If you have been reading the blog for any time now, you know a lot about my home and the woods surrounding my home, and the critters that live in the woods that surround my home. What you may not know is that there is one thing that was a selling point for us to move out to the country.
And it had nothing to do with bears. Nothing to do with chickens either.
It had to do with with our wonderfully large garden tub in our master bathroom. And the walk-in shower (because nothing is grosser than standing in a slick tub calf deep in your own undraining filth.) I know because the reason that we decided to move from our last place is because everything stopped draining, all at the same time. Right when I got the stomach flu and the handy man happened to be out of town on vacation.
So we moved.
It takes about 9 hours for the tub to be completely full (part of the problem with such a large tub) and so it has never really been used, but in light of all of the hideous patches of itchy blisters that cover my body, I have taken to nightly oatmeal baths.
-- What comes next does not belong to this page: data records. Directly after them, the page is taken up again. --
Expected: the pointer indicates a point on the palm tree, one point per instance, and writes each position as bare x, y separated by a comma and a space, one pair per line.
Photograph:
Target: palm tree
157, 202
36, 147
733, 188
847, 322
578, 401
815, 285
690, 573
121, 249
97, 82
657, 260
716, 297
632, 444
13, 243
I put the child to sleep, turn on the faucets and then gather my towels, my book, my candles, etc. It's become a ritual now, my way to unwind after a hard day of poo wrangling and child screaming.
The first night, it was a little strange. I kept thinking that if I had some brown sugar body scrub, someone might think it a good idea to start eating my bathwater. Maybe me. It's hard not to think of food when you are soaking in a tub that smells remarkably like breakfast.
And then it is hard to go to bed because you smell like food and you want food, but you don't know what you want really, so you decided to sit down and watch Hoarders because nothing will dampen an appetite like watching Hoarders. But then you got sucked in and it is almost 2 in the morning and you are still a little hungry.
I was talking about the tub, not my willingness to gain any amount of weight at this point, although I don't feel good, am more than a little depressed about this whole unemployment situation and am really starting to feel a bit like a societal outcast, might as well eat. Food loves me - right?
At any rate, the tub and I have a thing going and I am not sure that it will stop once the blisters finally scab and the itching finally abates. It's good to have a refuge. It's awesome to have found my very own time out corner. And as long as I have good books to read, good smelling candles to burn and itchy ankles - I might as well make the most of it.